Pikades Sistem E-voting di Bantaeng Berakhir Ricuh

Aksi unjukrasa depan kantor PMD Kabupaten Bantaeng. (BERITA.NEWS/Saharuddin).

Aksi unjukrasa depan kantor PMD Kabupaten Bantaeng. (BERITA.NEWS/Saharuddin).

BERITA.NEWS, Bantaeng – Proses Pemilihan Kepala Desa (Pilkades) di sejumlah desa di Kabupaten Bantaeng dengan menggunakan sistem e-voting berujung masalah.

Pasalnya dalam proses pemilihan tersebut, mesin e-voting yang digunakan ada yang mengalami error saat pelaksanaan Pilkades serentak, Rabu, (16/10/2019) kemarin

Wakil Bupati Bantaeng, H. Sahabuddin telah menandatangani surat ihwal rekomendasi untuk membuka kotak audit suara pada Pilkades Bonto Karaeng.

Sebab di desa tersebut, terjadi sengketa atas hasil perolehan suara yang oleh masyarakat setempat menyebut ada indikasi kecurangan. Sehingga kotak suara dibuka untuk perhitungan manual pada Kamis, 17 Oktober 2019.

Dikabarkan bahwa sejak Rabu malam (16/10) sejumlah massa sudah menduduki Kantor Desa Bonto Karaeng.

Sengketa ini juga terjadi di kantor Dinas PMD PP dan PA Kabupaten Bantaeng. Puluhan massa dari masyarakat Desa Biangkeke berunjuk rasa menuntut agar PMD segera membuka kotak suara guna dilakukan perhitungan suara ulang secara manual.

Massa sejak pagi tadi sudah memadati depan kantor tersebut. Aksi itu kian memanas lantaran pihak PMD belum juga menemui para pengunjuk rasa.

Kadis PMD PP dan PA Kabupaten Bantaeng, Chaeruddin yang berhasil dihubungi membeberkan bahwa ketidak hadiran Bidang yang bersangkutan ditenggarai adanya insiden serupa di Desa Bonto Karaeng.

“Saya lagi sakit pak. Sementara Kabid, Kasi di Bidang PMD ada di desa Bonto Karaeng” ucapnya

Dirinya juga menjelaskan  Kalau proses pilkades  di Desa Biangkeke kemarin ada alat yang bermasalah makanya sempat ada keberatan dan itu sudah dijelaskan oleh BPPT (Balai pengkajian penerapan teknologi).
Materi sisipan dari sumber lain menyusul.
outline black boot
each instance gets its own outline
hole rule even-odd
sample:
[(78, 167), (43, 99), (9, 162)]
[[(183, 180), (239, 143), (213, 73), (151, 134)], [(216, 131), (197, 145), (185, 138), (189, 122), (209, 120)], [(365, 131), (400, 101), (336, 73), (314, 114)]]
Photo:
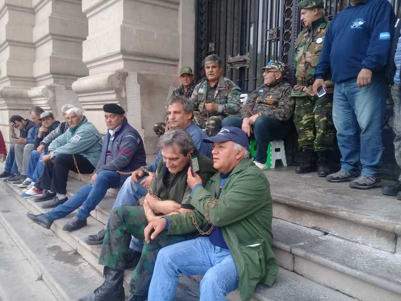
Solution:
[(125, 301), (125, 295), (122, 286), (124, 270), (105, 266), (103, 283), (95, 289), (93, 293), (78, 299), (78, 301)]
[(310, 173), (312, 169), (313, 163), (313, 150), (304, 149), (299, 153), (301, 162), (297, 168), (295, 172), (297, 174), (307, 174)]
[(317, 176), (325, 178), (330, 174), (329, 168), (328, 153), (327, 150), (318, 152), (317, 155)]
Penjelasannya itu memakan waktu berjam-jam, jadi ada waktu yang terbuang, hingga disepakati antara panitia, para calon dan masyarakat agar proses terus berlanjut dan itu terus berlanjut.
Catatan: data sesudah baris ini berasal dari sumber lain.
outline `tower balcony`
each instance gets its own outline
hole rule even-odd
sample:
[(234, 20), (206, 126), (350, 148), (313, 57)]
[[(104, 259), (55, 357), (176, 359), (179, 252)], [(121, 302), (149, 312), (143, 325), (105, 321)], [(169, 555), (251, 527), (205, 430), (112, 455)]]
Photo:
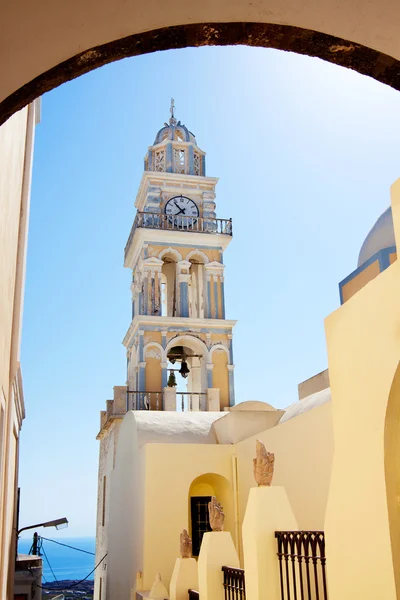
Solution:
[(232, 237), (232, 219), (214, 219), (212, 217), (173, 216), (162, 213), (137, 212), (125, 246), (125, 259), (132, 244), (136, 229), (160, 229), (161, 231), (183, 231), (209, 233)]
“Hanya saja, masyarakat menduga ada intrik politik dalam hasil perolehan suara. Masyarakat dan panitia pelaksana Pilkades saat itu juga menyepakati agar dilakukan perhitungan suara secara manual keesokan harinya” jelasnya.

Sementara  itu salah seorang warga desa Biangkeke yang ikut dalam aksi di depan kantor PMD, Edyatma,  mengatakan kalau penandatanganan berita acara atas nama masyarakat dan panitia pilkades yang menyepakati intuk  membuka kotak suara pada jam 9 pagi besok (Kamis, 17/10/2019) untuk perhitungan manual. 

“Nah itu yang kami tuntut, loh, kenapa malam itu kotak dibawa kabur ke kantor PMD dan sampai sore ini belum ada yang membuka kotak suara, ini jadi pertanyaan, ada apa?. Yang jelasnya kami menuntut untuk Pilkades ulang jika lewat hari ini tuntutan kami tidak terpenuhi,” jelasnya  .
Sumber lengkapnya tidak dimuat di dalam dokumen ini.